Race while sick?

I was supposed to race this morning (Lake Murray sprint TRI, South Carolina), but woke up yesterday with a sore throat and not feeling very well. I had been a bit sick a few weeks ago, and found that my heart rate at that time was extremely high and I had very little energy and endurance while training. I checked my resting HR last night, and it was about 12-15 bpm above normal, which concerned me. Although I am very disappointed, I decided not to race for fear I would either blow up or do myself more harm than good by racing when sick. I feel that I probably made the right decision.

Can anybody else tell me their experience with this type situation?

Generally racing while sick means your perfromance might be OK but you could be in for big trouble the following week.

The old axiom that, if you have symptoms below your neck (chest, etc.) you should not race, but if you have a runny nose or sinus congestion you might be OK is a decent one- but I would go one step further and this early in the season just say forget it and race again when you are recovered.

Isn’t there some heart virus you can get from racing while you’re?

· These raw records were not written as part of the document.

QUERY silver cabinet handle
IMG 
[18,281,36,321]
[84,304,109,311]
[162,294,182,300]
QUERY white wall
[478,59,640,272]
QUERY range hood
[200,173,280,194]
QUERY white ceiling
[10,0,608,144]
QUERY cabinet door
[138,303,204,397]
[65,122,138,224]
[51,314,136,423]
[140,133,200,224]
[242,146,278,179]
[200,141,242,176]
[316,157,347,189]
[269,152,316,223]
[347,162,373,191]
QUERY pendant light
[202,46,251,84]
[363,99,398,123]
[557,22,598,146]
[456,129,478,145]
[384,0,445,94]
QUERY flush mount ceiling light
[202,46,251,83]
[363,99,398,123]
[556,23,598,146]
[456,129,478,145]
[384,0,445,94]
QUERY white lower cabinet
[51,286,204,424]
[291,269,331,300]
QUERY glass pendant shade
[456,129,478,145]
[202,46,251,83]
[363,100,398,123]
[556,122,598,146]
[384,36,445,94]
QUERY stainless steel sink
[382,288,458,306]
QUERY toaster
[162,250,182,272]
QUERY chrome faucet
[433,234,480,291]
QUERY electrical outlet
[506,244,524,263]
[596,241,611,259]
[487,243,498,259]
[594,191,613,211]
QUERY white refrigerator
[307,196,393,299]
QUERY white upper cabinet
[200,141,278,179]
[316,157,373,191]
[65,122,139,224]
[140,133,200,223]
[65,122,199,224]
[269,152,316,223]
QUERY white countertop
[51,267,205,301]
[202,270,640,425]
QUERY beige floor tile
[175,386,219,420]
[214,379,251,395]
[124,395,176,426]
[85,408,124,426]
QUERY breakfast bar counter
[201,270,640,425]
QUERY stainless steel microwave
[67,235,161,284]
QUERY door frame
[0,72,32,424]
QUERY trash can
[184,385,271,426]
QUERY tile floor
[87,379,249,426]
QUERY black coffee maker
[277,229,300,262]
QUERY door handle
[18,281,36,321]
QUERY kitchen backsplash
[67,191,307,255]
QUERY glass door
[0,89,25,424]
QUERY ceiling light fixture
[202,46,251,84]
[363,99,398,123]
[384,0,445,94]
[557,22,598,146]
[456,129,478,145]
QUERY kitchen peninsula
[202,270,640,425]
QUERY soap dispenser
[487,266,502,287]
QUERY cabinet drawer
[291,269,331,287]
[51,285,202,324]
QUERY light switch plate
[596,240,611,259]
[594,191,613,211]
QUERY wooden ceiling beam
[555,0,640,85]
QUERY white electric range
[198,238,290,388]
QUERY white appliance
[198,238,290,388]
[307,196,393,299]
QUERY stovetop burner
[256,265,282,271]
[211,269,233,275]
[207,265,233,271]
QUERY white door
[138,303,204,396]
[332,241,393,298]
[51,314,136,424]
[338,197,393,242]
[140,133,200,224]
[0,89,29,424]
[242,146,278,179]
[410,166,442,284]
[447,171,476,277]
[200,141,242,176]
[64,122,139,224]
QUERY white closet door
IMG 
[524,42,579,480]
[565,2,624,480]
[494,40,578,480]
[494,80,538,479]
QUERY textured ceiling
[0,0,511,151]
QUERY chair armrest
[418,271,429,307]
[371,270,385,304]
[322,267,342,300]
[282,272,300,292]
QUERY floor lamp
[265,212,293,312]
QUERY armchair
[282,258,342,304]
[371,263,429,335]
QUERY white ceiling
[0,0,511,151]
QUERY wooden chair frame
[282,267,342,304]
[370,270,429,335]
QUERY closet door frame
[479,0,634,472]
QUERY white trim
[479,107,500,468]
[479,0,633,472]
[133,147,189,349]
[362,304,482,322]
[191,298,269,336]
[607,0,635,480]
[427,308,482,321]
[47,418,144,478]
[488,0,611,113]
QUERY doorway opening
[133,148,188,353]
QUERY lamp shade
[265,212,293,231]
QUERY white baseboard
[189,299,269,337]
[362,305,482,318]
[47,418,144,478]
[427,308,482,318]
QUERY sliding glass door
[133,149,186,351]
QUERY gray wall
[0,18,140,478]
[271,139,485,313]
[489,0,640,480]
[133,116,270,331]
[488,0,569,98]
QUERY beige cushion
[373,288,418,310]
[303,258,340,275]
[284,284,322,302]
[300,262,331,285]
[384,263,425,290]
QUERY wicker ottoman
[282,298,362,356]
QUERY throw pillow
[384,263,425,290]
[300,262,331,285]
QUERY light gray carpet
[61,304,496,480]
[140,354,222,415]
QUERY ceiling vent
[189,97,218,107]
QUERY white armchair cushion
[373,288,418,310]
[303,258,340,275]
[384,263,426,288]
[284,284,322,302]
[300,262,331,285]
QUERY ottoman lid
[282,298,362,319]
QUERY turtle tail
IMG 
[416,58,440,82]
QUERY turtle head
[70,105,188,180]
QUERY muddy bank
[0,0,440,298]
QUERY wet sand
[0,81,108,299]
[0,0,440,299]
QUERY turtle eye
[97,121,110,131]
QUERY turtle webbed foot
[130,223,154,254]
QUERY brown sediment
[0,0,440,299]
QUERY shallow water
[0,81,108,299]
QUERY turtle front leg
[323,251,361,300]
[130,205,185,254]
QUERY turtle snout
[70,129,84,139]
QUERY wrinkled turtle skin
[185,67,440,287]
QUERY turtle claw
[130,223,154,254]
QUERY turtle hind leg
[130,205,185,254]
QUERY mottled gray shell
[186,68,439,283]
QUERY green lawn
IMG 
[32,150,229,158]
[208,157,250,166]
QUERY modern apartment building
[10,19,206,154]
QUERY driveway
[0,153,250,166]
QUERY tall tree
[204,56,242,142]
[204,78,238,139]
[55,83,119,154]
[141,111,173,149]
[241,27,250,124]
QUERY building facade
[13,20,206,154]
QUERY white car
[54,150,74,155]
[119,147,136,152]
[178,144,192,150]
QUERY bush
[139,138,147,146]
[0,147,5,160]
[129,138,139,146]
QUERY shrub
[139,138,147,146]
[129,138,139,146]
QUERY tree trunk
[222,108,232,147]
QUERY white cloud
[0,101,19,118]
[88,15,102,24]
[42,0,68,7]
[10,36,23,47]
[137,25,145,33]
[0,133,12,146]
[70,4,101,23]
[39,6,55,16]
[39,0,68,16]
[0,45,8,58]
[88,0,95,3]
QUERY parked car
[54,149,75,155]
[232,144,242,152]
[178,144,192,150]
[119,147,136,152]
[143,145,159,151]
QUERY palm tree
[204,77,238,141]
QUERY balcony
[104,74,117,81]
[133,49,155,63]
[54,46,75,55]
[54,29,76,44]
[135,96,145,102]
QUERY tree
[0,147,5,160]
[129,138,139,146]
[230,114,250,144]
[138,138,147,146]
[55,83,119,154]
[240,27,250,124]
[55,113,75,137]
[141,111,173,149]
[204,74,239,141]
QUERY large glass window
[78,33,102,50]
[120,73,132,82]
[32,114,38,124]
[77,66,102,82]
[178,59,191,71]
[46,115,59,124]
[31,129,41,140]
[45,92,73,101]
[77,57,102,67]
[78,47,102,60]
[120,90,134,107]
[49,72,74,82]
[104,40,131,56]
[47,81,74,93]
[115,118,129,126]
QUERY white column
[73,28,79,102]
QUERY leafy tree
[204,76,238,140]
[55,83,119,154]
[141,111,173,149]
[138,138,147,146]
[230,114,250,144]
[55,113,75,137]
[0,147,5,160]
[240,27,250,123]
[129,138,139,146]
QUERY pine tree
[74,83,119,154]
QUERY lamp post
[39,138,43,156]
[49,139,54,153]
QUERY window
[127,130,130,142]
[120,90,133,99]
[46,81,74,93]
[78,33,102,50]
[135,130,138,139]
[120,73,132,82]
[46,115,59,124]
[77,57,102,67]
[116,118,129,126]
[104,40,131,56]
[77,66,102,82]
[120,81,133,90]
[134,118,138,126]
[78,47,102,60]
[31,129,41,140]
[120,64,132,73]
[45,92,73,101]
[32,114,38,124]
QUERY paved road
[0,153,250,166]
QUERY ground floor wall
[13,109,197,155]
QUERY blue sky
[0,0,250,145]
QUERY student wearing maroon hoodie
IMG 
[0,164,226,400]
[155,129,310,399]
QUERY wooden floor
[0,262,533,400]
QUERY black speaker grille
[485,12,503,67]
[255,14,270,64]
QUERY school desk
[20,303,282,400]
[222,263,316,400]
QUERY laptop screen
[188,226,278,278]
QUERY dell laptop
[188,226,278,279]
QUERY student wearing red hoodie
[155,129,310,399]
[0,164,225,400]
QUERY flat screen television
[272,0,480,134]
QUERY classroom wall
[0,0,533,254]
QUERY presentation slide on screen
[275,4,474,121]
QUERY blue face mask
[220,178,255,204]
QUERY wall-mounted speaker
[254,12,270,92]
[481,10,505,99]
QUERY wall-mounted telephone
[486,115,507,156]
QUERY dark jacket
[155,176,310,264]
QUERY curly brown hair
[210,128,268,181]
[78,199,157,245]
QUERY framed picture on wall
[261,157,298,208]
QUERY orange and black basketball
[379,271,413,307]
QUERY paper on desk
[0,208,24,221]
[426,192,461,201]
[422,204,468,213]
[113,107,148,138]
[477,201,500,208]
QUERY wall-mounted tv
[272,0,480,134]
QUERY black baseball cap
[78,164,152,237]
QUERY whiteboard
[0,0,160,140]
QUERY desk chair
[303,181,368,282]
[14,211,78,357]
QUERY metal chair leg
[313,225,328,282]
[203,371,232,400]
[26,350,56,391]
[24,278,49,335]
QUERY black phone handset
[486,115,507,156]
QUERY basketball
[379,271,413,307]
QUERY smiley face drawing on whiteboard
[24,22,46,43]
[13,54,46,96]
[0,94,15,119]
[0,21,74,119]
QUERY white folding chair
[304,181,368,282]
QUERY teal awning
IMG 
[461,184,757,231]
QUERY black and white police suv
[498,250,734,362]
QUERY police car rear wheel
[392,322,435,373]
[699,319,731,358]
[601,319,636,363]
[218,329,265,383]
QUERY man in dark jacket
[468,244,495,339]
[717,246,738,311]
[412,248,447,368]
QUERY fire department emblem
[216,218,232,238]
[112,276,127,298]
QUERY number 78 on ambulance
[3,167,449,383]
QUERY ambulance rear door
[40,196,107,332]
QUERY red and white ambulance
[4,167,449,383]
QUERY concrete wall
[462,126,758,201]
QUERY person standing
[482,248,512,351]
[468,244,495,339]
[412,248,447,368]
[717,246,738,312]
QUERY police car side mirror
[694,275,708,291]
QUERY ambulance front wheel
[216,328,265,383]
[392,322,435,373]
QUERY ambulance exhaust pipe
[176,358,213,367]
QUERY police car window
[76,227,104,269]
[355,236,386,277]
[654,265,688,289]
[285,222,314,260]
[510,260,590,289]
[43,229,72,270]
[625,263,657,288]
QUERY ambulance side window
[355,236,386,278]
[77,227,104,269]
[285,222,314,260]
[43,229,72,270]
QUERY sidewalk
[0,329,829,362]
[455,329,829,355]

I seem to remember a poster on here got it and it took a year to recover from.

Probably best not to mess with serious things like that- the season is still young.

Best of luck for a speedy recovery.

When your HR is high and you’re sick, usually that means you have a fever. You should NOT race with a fever. You really can get into some situations that can attack and/or damage your heart muscle/structures, among other organs.

I did this very race today…worst performance for me in a LONG, LONG time. I’m recovering from bronchitis/pneumonia, and haven’t had a fever for about a week. In retrospect, I shouldn’t have raced. I really had to fight the urge to drop out during the run…and it was only a SPRINT! Not being in the pool for a few weeks isn’t good for a non-fish, and with about 80 people in my swim wave, I got beat-up too boot. Aspirating a little water into already irritated airways isn’t a good thing. The bike went fine, as long as I didn’t push it too hard…which would cause me to cough. But, the bike felt OK…it fooled me into thinking maybe I could actually do OK on the run and make up for my abyssmal swim. Nope. Struggled the whole way. Over a minute per mile slow, dry heaving at the finish five/six times…never done that before.

If I ever have to make the choice of racing after/during an illness again, I’ll go volunteer if in recovery mode, and just stay at home if ill at all. It’s not worth it. You did the right thing.

I raced Wildflower while sick. Huge mistake. 2 weeks of sinus and congestion before. Coughed at the campsite every night for three nights straight. Raced on a Decongestant. DNF’d at mile 46 on bike 84/60 BP. After two more weeks, sinus infection and lung inflammation I am only 85%. And IMCDA is only 5 weeks away. :frowning:

I’m pretty glad I didn’t race now. I went to the doctor and I have a sinus infection which has turned into bronchitis. YUK. The good thing is the nurse gave me a shot in the ass, so I’m feeling better and will live to race another day.